Gubernur Ahmad Luthfi mengatakan, masuknya investasi besar di tengah tantangan ekonomi global menjadi bukti bahwa Jawa Tengah tetap menjadi daerah yang dipercaya investor untuk mengembangkan usaha.

“Di tengah tekanan dan keterbatasan fiskal, serta dinamika geopolitik internasional, Jawa Tengah tetap tumbuh dan berkembang sebagai tujuan investasi,” kata Luthfi.

Menurutnya, investasi tersebut menjadi langkah strategis dalam pengembangan hilirisasi kendaraan listrik. Kawasan Industri Seafer Kendal akan dikembangkan menjadi pusat industri kendaraan listrik dan energi terbarukan yang terintegrasi, tidak hanya untuk Kendal tetapi juga Jawa Tengah.

Baca Juga :  PKL Sidodadi Semarang Dapat Dukungan TJSL dan Pendampingan Digital Bank Raya

Luthfi menegaskan, Pemerintah Provinsi Jawa Tengah berkomitmen memberikan dukungan kepada investor, termasuk melalui insentif pajak bagi kawasan industri yang menerapkan energi terbarukan.

“Investasi ini tidak hanya menciptakan lapangan kerja, tetapi juga mengarah pada pengembangan teknologi industri masa depan. Kami akan memberikan insentif bagi kawasan industri yang mengedepankan energi terbarukan,” ujarnya.
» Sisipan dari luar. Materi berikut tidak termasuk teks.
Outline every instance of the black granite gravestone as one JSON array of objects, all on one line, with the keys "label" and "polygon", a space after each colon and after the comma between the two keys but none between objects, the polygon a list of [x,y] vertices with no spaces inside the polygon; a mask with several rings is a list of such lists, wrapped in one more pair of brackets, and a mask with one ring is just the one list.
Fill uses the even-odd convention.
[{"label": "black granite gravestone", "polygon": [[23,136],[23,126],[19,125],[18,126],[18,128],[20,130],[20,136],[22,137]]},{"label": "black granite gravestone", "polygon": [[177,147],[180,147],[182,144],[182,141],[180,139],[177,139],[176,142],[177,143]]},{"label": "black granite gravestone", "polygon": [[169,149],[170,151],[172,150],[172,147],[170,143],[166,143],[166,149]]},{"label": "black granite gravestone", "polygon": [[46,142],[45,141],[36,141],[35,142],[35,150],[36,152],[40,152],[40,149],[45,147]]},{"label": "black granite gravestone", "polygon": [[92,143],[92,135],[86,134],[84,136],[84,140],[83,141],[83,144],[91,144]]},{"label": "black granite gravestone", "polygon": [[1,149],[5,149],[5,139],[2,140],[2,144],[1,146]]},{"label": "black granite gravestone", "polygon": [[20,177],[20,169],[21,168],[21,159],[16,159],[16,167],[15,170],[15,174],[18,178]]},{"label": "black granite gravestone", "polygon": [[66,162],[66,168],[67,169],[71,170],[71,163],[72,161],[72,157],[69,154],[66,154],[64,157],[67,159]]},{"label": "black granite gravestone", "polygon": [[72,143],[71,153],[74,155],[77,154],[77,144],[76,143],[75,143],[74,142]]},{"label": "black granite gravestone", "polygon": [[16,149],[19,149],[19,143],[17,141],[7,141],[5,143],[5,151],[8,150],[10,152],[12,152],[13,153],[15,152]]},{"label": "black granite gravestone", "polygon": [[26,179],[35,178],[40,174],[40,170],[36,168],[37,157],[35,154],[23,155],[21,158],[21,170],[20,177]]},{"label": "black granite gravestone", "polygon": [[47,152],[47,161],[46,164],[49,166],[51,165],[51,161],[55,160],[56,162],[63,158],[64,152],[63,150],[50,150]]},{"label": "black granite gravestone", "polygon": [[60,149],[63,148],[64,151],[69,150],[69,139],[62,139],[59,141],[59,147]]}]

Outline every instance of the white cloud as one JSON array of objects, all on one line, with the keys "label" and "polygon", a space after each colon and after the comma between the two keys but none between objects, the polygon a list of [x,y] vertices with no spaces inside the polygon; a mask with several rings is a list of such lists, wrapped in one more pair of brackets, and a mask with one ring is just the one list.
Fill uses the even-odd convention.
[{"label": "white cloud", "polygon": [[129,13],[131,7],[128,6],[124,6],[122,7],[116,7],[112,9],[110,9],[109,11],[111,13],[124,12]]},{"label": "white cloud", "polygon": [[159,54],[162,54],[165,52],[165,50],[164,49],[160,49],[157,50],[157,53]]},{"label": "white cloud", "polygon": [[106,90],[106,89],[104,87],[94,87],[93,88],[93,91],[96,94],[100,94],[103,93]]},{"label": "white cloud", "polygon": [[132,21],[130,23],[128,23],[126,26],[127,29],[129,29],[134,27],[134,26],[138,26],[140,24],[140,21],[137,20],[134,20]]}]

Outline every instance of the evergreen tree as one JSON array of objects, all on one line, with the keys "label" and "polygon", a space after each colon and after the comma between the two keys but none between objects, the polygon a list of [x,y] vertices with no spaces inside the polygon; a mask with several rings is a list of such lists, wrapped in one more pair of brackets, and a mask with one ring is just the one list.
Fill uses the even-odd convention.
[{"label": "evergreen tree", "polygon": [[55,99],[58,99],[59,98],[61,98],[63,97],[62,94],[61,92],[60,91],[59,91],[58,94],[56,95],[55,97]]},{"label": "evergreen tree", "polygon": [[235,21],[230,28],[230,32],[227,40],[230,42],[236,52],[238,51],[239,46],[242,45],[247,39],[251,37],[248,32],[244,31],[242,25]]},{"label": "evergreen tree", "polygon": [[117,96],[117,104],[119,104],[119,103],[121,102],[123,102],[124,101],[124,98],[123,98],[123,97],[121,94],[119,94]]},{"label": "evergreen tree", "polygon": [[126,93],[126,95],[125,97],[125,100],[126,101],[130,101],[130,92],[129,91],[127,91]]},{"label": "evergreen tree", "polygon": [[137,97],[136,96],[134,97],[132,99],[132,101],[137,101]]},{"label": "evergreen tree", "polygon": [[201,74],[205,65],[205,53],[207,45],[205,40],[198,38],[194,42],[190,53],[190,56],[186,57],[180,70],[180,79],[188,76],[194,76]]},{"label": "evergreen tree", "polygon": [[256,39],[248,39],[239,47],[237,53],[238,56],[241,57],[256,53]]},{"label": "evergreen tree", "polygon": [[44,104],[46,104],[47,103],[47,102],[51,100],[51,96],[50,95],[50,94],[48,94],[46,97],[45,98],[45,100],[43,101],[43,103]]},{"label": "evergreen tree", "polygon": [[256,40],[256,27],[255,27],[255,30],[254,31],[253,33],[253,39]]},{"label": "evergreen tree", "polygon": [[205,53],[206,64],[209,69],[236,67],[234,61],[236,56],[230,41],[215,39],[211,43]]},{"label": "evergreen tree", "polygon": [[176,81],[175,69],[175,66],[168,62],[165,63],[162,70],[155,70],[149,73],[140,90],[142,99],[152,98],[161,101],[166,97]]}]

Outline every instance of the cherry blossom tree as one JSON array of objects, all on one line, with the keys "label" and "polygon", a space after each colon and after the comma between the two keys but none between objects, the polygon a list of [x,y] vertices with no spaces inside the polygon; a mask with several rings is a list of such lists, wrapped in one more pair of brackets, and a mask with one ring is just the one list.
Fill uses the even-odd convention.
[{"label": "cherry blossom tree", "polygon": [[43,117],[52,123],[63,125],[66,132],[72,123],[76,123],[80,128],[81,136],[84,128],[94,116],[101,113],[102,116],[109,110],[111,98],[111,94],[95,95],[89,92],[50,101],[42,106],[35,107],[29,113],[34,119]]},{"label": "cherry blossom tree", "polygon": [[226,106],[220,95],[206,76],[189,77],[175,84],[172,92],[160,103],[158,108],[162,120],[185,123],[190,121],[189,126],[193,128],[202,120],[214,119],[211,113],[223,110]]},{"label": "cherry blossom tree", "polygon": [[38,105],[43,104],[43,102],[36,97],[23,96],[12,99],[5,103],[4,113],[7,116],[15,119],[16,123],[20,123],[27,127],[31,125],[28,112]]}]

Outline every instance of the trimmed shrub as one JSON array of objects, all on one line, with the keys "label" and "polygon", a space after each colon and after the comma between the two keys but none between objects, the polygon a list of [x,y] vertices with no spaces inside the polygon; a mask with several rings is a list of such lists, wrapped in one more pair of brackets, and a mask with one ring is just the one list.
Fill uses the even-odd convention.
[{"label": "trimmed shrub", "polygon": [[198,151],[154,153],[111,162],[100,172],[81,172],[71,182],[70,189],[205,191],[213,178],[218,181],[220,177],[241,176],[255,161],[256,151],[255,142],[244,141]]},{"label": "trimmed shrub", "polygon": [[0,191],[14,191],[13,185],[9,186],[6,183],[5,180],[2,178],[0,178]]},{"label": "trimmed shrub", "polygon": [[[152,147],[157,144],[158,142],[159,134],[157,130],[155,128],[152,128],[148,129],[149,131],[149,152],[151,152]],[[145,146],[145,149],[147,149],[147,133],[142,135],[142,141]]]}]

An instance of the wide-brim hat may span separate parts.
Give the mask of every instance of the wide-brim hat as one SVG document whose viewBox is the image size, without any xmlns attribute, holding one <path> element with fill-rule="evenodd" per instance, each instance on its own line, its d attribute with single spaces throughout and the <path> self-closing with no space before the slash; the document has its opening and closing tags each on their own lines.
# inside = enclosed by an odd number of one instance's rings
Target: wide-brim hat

Direktur Utama PT Kawasan Industri Seafer (KIS) Kendal, Bryan W Sudarwo, menjelaskan, investasi dari PT NGM dan PT CSCEC akan membangun ekosistem industri EV yang terintegrasi, mulai dari produksi baterai, ban, hingga komponen kendaraan listrik komersial dan sepeda motor listrik.

“Seluruh rantai industrinya akan terintegrasi. Kami mengembangkan kawasan ini untuk mendukung penyerapan tenaga kerja, sekaligus mendorong pertumbuhan ekonomi daerah,” kata Bryan.

Ia menyebutkan, pengembangan kawasan tersebut diperkirakan mampu menyerap sekitar 10 ribu tenaga kerja. Masyarakat lokal akan menjadi prioritas utama dalam proses rekrutmen.

“Tenaga kerja lokal menjadi prioritas. Selain itu akan ada transfer teknologi dan peningkatan kapasitas SDM. Kami juga mendorong tingkat komponen dalam negeri (TKDN) di atas 50 persen dengan memanfaatkan sumber daya lokal,” tegasnya.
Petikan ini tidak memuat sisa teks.